The charge–discharge tests were performed in a VRFB single dynamic cell, which was assembled by employing two pieces of PAN-based graphite felt (25 cm²) as an electrode, Nafion 117 ion exchange membrane as a separator and two copper plates as current collectors. 30 ml 1.6 M V(IV) in 2.8 M H₂SO₄ served as a negative electrolyte and 30 ml 1.6 M V(III) in 2.8 M H₂SO₄ as a positive electrolyte were cyclically pumped into the corresponding half-cell, by two peristaltic pumps with a flow rate of 10 ml min⁻¹. Before the experiment, the Nafion 117 ion-exchange membrane was soaked in the 3% hydrogen peroxide solution for 1 h, then soaked in 1 mol l⁻¹ H₂SO₄ for 30 min at 80°C and rinsed with deionized water. Each piece of graphite felt was soaked in an ethanol water solution (70%) under ultrasonication for 30 min to remove impurities in the fibres, then rinsed with deionized water and dried in an oven at 50°C for 10 h. The galvanostatic charge–discharge test of the single cell was carried out using CT2001B-5 V/10A (Wuhan Land Co., China) between 0.65 and 1.65 V at a current density of 40 mA cm⁻².

3. Results and discussion

3.1. Effect of Fe(III) on thermal stability of V(V)

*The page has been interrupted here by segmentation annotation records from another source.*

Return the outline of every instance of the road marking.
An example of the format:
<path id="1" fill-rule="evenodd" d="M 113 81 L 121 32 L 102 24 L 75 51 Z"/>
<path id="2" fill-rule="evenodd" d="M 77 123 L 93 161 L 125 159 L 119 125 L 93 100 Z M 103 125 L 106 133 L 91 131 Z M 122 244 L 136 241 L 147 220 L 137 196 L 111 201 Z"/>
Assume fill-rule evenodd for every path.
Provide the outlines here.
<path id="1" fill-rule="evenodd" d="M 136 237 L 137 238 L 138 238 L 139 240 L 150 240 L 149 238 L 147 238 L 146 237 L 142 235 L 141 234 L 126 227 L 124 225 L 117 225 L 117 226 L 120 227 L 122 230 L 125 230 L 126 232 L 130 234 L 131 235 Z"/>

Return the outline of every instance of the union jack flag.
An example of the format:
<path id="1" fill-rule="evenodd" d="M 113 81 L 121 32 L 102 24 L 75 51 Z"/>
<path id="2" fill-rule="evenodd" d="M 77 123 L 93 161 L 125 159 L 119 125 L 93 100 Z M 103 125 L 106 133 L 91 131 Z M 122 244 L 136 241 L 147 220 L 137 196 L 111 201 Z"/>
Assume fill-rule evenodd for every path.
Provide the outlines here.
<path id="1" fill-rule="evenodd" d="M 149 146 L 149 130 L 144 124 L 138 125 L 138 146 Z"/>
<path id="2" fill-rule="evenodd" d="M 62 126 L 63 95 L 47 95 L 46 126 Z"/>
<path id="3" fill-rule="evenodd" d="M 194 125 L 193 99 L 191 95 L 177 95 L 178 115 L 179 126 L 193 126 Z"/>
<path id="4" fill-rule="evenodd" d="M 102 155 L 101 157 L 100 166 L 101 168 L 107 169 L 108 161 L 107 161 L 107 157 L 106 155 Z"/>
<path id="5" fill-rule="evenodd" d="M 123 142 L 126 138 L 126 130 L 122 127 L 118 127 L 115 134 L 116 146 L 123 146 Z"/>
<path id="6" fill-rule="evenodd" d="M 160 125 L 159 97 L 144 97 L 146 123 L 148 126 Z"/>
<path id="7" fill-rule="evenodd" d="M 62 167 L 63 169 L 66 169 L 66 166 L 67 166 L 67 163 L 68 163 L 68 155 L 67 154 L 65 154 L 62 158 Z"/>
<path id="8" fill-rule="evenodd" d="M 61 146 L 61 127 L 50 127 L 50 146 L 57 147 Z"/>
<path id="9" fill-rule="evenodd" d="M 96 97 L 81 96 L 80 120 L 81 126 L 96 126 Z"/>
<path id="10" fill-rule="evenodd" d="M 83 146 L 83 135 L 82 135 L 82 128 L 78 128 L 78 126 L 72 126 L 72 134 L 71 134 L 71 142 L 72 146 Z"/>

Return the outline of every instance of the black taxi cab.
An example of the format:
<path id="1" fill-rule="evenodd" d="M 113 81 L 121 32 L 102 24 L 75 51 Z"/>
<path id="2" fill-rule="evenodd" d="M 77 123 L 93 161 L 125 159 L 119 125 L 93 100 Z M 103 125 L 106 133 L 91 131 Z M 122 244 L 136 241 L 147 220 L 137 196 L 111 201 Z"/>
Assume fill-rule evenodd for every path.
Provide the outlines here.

As shown in table 1, the thermal stability of the V(V) electrolyte decreased greatly when the temperature increased from 25°C to 50°C due to the endothermic nature of the precipitation reaction of V(V) ions (1) [25]:

$${2\mathrm{VO}}_2^{+}+{\mathrm{H}}_2\mathrm{O}\to {\mathrm{V}}_2{\mathrm{O}}_5+2{\mathrm{H}}^{+}\mathrm{\Delta }H>0.$$ 3.1

As observed, Fe(III) had a slight effect on the time taken for the precipitation formation. The V(V) electrolyte with different concentrations of Fe(III) could remain stable at 25°C for above 30 days. However, when the Fe(III) addition was more than 0.0196 mol l⁻¹, the V(V) electrolyte could only exist stably at 40°C for 96 h; this was shorter in comparison to the pristine one which could remain stable for 108 h. The vanadium concentration of the electrolytes with different amounts of Fe(III) after a slight precipitation appeared to remain at about 1.1 M at 40°C and 1.0 M at 50°C. But the downtrend of vanadium concentration for electrolyte was faster than the pristine one when the Fe(III) addition was more than 0.0196 mol l⁻¹, as shown in figure 1. The concentration of the V(V) ion decreased gradually with the prolonged heating time, and the concentration of remaining V(V) ions in the electrolyte with 0.0232 mol l⁻¹ Fe(III) impurity was 0.1 mol l⁻¹ lower than that of the pristine electrolyte between 10 and 22 h, indicating that when the Fe(III) impurity content was above 0.0196 mol l⁻¹ it significantly impaired the thermal stability of the V(V) electrolyte.

Table 1.

Effect of different concentrations of Fe(III) on the thermal stability of the electrolyte at different temperatures.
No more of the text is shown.